Pavel Graudyn

Personal information
- Born: 19 November 2006 (age 19) Moscow, Russia

Fencing career
- Sport: Fencing
- Country: Russia
- Weapon: Sabre
- Hand: Right-handed

Medal record
Men's sabre
Representing Russia
World Championships
| Gold medal – first place | 2026 Hong Kong | Individual |
Representing Individual Neutral Athletes
European Championships
| Bronze medal – third place | 2025 Genoa | Team |

= Pavel Graudyn =

Romanian fencer (born 2006)

Pavel Vladimirovich Graudyn (Павел Владимирович Граудынь; born 19 November 2006) is a Russian right-handed sabre fencer. He won a gold medal in the individual sabre at the 2026 World Fencing Championships.

==Career==
In June 2025, Graudyn competed at the 2025 European Fencing Championships and won a bronze medal in the team sabre event. The next month he competed at the 2025 World Fencing Championships in the individual sabre event and advanced to the round of 16.

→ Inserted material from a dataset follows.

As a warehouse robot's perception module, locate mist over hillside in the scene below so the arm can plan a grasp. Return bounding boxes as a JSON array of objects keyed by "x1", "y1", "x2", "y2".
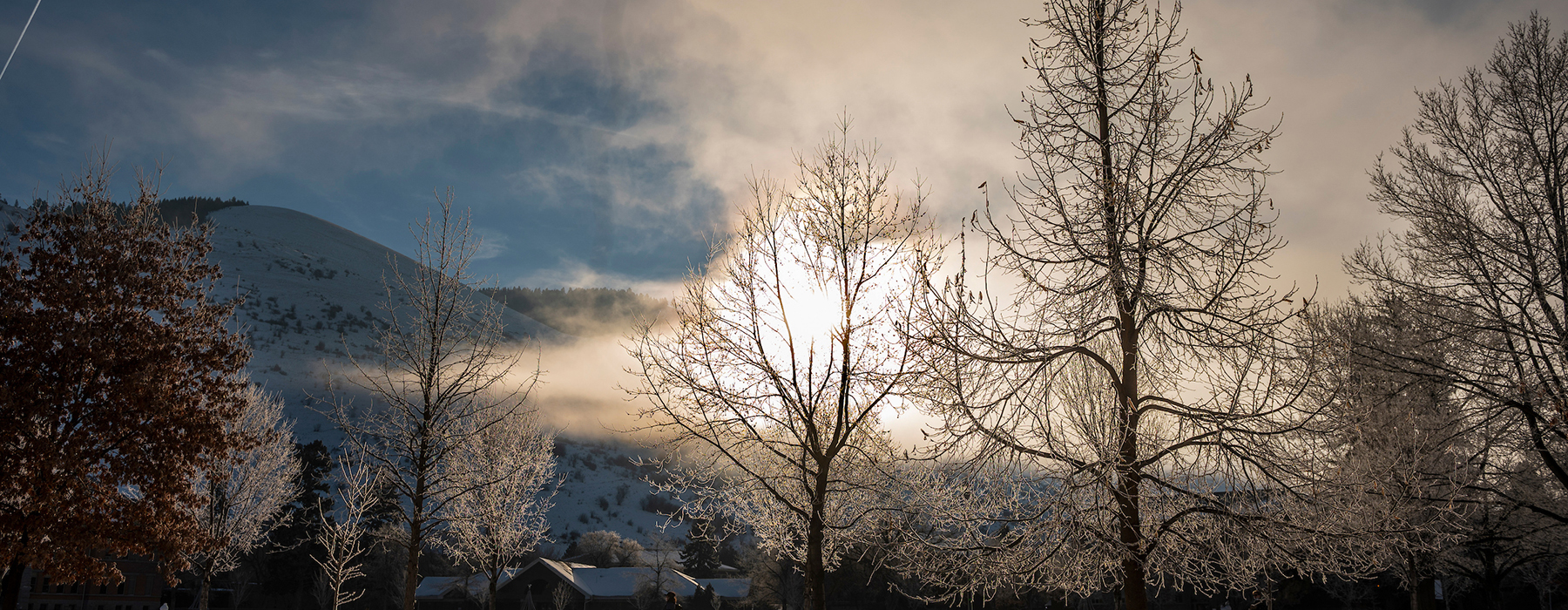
[
  {"x1": 0, "y1": 198, "x2": 684, "y2": 544},
  {"x1": 480, "y1": 287, "x2": 671, "y2": 337}
]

In July 2026 he competed at the 2026 World Fencing Championships and won a gold medal in the individual sabre event. During the final he defeated 2024 Summer Olympics gold medalist Do Gyeong-dong. This was Russia's first gold medal at the World Fencing Championships since the reinstatement of the national flag and anthem, after the International Fencing Federation (FIE) lifted all restrictions on Russian athletes on 2 June 2026.